Now, what we know at LinkedIn is that often, being-- having a kind of a skills-first approach, where you focus more on what skills you think the employee can bring or what skills the employee potentially can develop, are probably the most-- it's easiest way to kind of make the match between employer/employee and get someone hired.

And to answer your question, the skills that we see right now most in demand are threefold. 1, it's going to be what you might call-- excuse me-- soft skills-- so communication, negotiation, leadership, management, all the things that, basically, a computer cannot do-- having tough conversations.

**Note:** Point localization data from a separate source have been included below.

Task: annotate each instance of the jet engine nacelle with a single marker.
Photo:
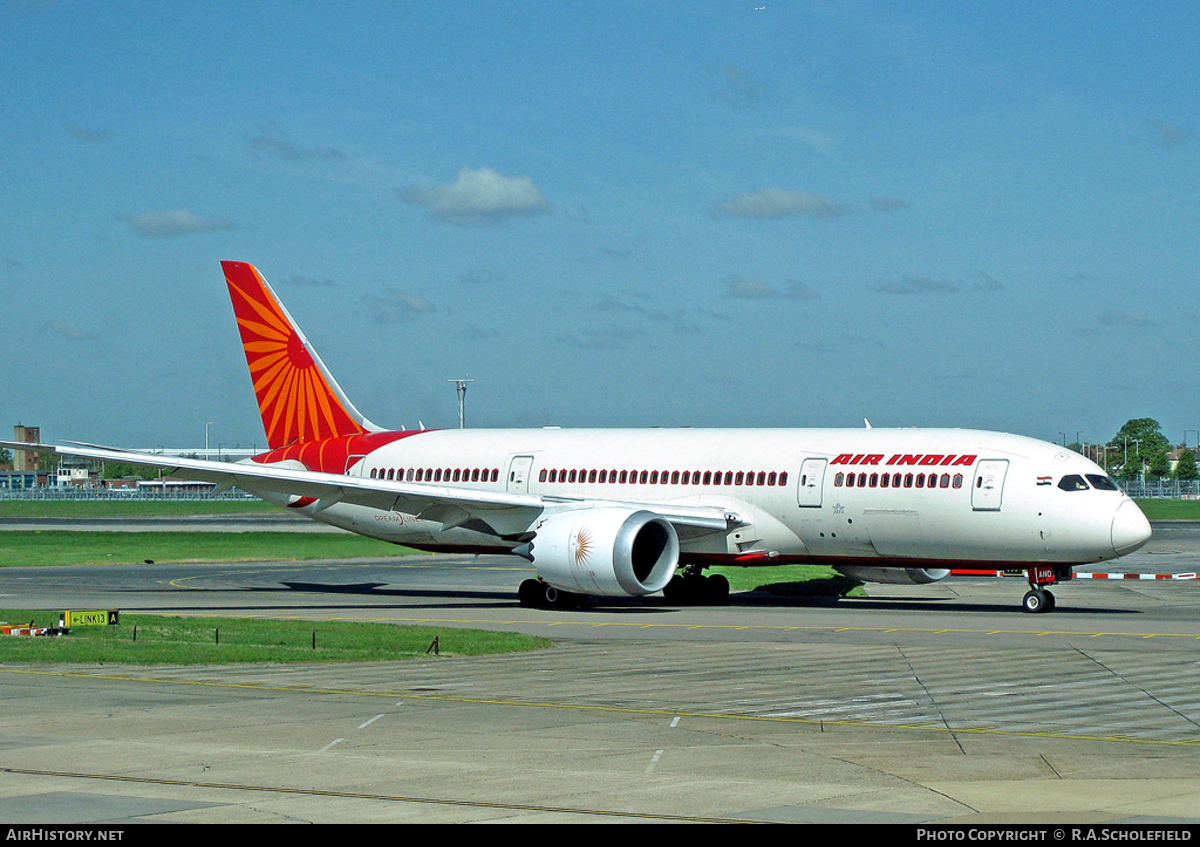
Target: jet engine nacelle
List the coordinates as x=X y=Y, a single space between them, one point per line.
x=609 y=551
x=893 y=576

2, it's going to be digital skills. And by the way, they can be disruptively digital skills, like cloud computing and AI, machine learning. But they can also be very, you know-- is kind of normal digital skills. It could be I can manipulate a computer to use video conferencing. I can use the chat function on my computer. Those are basic digital skills that also are being sought.

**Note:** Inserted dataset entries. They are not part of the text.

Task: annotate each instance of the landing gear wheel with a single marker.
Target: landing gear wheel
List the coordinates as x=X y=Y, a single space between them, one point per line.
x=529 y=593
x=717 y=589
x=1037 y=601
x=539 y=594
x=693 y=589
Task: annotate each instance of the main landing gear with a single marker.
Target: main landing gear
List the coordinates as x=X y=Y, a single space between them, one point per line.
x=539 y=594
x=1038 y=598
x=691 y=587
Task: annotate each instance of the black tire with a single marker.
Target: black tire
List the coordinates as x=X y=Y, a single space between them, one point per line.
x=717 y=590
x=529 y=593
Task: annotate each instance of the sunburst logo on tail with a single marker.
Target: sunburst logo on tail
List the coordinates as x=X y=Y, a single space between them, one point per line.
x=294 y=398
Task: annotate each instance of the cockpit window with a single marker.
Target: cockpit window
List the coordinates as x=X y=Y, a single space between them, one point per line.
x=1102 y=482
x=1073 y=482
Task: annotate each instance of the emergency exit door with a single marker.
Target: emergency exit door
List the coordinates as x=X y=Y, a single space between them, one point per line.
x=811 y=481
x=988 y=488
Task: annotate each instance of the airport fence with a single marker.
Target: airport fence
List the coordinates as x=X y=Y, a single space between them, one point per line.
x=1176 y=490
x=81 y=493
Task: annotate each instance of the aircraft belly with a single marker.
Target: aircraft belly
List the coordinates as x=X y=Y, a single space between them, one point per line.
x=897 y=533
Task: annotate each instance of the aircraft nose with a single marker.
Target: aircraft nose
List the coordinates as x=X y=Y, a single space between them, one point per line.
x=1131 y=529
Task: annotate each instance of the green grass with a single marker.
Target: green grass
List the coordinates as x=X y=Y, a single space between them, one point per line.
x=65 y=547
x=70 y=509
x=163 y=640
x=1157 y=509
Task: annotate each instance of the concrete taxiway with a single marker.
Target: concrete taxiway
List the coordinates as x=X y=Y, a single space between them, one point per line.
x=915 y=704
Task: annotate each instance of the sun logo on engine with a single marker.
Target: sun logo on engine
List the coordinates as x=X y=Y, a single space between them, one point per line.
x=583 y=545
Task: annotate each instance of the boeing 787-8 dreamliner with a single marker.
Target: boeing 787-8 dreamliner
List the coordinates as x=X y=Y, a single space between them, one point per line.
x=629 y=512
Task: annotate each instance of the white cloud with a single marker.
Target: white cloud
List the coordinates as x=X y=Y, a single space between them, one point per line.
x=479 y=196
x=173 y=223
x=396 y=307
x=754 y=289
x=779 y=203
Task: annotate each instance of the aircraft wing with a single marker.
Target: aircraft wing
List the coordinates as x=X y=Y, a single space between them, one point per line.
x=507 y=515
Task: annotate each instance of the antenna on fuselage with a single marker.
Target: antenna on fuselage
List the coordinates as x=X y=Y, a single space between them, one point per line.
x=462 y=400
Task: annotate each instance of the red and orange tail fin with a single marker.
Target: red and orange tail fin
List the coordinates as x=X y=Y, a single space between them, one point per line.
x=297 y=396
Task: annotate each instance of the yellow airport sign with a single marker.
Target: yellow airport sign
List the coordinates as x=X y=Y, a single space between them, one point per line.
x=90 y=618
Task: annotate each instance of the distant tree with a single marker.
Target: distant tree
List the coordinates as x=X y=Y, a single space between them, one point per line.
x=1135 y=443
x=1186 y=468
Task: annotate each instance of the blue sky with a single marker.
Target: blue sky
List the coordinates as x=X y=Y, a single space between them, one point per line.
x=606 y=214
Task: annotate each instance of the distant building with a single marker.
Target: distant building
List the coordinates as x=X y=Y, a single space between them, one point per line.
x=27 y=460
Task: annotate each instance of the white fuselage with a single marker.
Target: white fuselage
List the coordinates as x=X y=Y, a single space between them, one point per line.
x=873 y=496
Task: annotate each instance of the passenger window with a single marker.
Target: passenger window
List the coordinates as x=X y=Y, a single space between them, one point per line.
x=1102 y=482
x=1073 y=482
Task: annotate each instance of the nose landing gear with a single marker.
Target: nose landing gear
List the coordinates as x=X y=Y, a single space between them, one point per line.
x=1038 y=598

And then 3, in addition to soft skills and digital skills, they're also looking for sort of analytical skills, a lot of analysis and, basically, data management. So those are the three categories we see the most demand for.

- All right. Karen, thank you so much for being here-- really interesting stuff there, and useful information for people to know if they are looking for jobs right now. Karen Kimbrough is LinkedIn chief economist. Thanks, Karen.